Atina’da varlıklı bir ailede dünyaya gelen Agnodice'nin İskenderiye’ye tıp eğitimi almak için gittiği gün hayatı tamamen değişti. Pek çok kadavra üzerinde incelemeler yapma fırsatı bulduğu çalışmalarda özellikle kadın anatomisine merak sarmıştır. Tıp eğitimini tamamladıktan sonra Atina’ya döndü fakat bir sorun vardı. Kadınların doktor olması yasaktı.
Yasağı öğrenince gözyaşlarına boğulan Agnodice, gözyaşlarıyla birlikte saçlarını kazıdı. Bir kadın olarak yoktu ama belki erkek kılığında bir şansı olabilir miydi?
Doğduğu topraklar ile özlem gidermek için sokakta dolaştığı bir gün korkunç bir çığlık duydu. Bir kadın sancılar içinde acı çekmektedir. Hemen kadının yardımına koşar ama kadın onun bir erkek olduğunu düşünerek yardımı önce kabul etmez. Agnodice kadın olduğunu söyleyince doğum gerçekleşir. Zamanla kulaktan kulağa bir kadın doktorun varlığı duyulur.
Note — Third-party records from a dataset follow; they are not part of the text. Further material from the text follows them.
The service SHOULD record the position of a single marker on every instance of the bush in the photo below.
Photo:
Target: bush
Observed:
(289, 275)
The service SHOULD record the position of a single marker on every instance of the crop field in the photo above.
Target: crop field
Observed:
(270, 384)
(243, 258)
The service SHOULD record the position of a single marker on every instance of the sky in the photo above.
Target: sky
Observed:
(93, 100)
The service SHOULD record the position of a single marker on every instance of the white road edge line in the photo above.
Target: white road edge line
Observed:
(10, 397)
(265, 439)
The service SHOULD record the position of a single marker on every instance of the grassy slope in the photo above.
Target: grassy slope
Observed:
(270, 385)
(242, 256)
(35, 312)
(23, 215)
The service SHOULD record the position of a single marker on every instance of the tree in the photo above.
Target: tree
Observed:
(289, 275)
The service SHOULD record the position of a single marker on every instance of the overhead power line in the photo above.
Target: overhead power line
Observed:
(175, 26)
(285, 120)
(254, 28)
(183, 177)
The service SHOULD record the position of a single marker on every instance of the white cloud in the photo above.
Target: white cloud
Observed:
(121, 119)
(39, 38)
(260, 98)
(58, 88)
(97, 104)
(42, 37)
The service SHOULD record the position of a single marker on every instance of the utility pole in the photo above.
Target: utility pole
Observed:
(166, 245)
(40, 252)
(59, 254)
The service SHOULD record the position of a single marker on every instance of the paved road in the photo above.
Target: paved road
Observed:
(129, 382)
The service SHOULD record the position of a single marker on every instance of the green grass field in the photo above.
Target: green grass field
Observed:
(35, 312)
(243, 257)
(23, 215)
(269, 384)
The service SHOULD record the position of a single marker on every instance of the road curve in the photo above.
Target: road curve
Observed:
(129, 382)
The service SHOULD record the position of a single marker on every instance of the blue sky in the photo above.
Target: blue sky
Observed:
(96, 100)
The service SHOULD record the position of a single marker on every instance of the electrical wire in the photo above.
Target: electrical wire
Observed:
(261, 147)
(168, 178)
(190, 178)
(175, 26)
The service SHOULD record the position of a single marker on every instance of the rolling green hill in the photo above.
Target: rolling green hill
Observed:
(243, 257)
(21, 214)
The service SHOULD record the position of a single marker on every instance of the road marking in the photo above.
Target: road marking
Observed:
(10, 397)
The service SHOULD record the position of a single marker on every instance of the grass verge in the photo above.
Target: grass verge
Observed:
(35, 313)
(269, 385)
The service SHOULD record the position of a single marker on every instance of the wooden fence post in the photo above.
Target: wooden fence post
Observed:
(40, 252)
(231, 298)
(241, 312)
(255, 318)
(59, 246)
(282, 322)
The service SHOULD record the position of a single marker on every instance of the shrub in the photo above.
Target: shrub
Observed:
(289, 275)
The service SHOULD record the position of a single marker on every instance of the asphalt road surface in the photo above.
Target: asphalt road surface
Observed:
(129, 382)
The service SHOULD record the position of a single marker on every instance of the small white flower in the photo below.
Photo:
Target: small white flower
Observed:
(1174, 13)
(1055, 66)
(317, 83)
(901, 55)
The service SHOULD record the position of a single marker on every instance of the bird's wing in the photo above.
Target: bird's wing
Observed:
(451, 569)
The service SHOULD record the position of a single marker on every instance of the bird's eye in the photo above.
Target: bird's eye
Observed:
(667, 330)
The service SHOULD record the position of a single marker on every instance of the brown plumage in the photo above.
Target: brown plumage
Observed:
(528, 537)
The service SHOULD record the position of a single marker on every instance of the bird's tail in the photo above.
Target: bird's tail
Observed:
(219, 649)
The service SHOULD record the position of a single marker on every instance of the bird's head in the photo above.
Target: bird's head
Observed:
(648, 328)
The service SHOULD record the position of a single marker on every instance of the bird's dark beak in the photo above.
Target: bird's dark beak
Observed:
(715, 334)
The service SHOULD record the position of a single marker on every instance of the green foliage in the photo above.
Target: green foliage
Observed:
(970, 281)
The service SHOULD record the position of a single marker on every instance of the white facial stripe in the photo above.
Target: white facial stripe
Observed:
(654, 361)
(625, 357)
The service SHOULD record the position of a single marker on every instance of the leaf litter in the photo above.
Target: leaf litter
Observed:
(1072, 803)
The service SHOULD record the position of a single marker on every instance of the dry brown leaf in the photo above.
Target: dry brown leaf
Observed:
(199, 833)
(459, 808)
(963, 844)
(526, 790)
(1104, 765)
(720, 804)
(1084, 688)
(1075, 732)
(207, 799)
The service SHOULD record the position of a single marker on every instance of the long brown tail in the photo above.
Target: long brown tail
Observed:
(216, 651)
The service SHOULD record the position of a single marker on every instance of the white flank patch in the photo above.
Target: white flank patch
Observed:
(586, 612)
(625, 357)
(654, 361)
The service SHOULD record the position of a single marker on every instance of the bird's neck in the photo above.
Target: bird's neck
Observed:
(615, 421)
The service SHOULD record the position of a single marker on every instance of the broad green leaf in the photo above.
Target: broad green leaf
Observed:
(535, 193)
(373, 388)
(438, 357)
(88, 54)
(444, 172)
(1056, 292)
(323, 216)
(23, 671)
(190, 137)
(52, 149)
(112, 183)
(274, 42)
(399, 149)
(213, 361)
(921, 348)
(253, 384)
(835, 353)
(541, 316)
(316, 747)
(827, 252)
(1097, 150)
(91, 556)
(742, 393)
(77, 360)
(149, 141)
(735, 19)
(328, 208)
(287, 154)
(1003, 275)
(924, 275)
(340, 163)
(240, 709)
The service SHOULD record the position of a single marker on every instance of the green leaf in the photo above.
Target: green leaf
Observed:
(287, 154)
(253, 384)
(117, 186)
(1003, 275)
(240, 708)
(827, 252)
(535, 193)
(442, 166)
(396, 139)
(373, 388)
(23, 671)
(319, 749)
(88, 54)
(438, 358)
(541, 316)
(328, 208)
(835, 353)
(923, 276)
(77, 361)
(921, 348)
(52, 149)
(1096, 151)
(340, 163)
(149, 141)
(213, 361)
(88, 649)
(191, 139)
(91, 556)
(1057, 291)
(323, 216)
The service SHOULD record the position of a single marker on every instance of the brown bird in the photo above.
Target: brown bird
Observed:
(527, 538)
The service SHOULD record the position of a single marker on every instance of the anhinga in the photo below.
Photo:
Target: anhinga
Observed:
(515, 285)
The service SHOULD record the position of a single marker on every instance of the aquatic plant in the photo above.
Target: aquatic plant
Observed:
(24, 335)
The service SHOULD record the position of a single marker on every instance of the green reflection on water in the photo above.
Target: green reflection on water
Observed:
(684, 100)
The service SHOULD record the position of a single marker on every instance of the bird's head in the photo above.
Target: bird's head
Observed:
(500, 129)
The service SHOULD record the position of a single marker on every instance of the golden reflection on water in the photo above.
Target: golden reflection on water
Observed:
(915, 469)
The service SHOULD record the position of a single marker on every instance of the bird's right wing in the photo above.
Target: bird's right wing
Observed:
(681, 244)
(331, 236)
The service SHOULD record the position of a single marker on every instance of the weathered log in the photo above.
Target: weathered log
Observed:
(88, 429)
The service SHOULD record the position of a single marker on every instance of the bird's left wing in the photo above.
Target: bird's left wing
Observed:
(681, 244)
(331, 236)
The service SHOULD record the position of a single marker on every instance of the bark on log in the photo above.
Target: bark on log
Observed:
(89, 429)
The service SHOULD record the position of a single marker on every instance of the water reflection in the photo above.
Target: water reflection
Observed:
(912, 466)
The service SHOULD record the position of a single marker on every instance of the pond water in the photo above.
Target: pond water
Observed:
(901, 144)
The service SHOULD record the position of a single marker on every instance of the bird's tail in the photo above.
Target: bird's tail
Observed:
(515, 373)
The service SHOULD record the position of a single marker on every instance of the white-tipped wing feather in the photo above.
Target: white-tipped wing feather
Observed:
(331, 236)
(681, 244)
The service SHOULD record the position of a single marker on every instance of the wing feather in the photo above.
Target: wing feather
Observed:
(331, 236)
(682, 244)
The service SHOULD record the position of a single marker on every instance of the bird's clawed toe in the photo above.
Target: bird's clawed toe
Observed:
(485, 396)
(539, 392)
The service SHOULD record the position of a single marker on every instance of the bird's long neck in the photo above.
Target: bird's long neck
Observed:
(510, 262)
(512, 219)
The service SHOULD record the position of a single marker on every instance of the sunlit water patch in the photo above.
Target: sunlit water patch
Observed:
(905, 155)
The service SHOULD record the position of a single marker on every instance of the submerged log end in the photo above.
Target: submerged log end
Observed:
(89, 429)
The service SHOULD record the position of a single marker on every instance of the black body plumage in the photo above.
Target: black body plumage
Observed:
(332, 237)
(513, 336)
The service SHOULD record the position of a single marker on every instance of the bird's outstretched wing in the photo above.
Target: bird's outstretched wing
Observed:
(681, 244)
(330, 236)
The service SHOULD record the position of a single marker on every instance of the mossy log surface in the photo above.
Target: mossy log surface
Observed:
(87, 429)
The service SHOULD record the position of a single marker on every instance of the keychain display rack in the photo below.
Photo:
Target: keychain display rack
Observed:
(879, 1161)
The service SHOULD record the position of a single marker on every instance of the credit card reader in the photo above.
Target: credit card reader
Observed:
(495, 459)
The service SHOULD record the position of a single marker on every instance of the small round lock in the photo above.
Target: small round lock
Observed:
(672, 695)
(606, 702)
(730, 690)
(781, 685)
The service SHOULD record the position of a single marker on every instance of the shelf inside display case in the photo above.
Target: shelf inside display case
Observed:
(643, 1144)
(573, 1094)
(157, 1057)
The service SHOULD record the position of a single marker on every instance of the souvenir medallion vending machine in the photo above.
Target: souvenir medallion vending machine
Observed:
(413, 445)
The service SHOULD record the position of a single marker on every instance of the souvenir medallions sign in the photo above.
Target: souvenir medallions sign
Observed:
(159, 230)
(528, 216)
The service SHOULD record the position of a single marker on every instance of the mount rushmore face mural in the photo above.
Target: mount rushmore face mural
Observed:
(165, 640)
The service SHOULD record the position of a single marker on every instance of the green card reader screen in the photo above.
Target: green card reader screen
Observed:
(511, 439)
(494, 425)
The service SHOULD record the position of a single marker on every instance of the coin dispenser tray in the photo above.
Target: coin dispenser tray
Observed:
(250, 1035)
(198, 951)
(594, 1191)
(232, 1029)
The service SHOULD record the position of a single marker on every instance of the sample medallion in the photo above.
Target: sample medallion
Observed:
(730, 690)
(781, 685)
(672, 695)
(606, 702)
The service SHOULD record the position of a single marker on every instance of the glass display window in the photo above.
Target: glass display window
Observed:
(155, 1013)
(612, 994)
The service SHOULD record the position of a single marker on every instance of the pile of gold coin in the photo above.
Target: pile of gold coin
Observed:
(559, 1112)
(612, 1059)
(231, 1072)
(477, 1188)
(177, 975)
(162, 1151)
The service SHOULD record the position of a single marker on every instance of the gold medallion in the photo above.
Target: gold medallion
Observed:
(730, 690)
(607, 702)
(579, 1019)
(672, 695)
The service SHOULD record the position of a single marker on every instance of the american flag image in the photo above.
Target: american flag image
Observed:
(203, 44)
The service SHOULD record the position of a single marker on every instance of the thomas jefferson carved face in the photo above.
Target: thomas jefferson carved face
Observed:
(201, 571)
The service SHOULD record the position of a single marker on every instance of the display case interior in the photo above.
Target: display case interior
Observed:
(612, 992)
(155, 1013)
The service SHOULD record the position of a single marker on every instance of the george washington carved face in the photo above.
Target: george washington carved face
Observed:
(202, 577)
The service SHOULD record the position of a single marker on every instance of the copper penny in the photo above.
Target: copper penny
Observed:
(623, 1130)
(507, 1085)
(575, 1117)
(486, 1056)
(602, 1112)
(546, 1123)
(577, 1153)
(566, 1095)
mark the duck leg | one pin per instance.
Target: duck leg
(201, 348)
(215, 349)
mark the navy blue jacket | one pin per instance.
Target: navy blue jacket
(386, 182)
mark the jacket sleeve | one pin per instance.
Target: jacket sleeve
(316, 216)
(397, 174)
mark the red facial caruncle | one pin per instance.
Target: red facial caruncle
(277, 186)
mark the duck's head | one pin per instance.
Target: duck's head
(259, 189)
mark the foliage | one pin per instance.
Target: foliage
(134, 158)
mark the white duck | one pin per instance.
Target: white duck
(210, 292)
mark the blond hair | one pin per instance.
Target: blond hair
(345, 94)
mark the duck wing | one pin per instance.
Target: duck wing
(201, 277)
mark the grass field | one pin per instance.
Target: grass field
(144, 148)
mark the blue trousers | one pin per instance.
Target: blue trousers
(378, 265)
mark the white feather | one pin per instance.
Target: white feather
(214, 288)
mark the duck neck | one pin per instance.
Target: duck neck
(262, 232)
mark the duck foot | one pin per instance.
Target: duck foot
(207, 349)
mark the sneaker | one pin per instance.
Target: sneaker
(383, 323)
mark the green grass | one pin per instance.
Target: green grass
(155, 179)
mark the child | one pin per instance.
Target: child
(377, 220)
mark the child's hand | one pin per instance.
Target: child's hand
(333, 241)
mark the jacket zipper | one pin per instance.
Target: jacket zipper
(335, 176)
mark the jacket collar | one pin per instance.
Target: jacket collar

Tabii rakip olan erkekler bu durumdan rahatsız olurlar. E tabii yasak da var. Şikayetler ses getirir ve Agnodice halk mahkemesine çıkarılır. Karar üzücüdür. Çünkü Agnodice idama mahkum edilir. Ama Atina sokaklarında önü alınamayan bir hareket başlar. Kadınlar isyan eder. Yargıç grubu isyanı ilk etapta ciddiye almaz.
Ama kadınlar ve inadı düşünülürse tabii ki kadınlar, doktorları serbest kalana kadar geri adım atmaz. Mahkeme daha da geç olmadan kararını açıklar. Agnodice kadınlara yaptığı yardımlar konusunda suçsuzdur. Artık kadınlar da doktorluk yapabilir.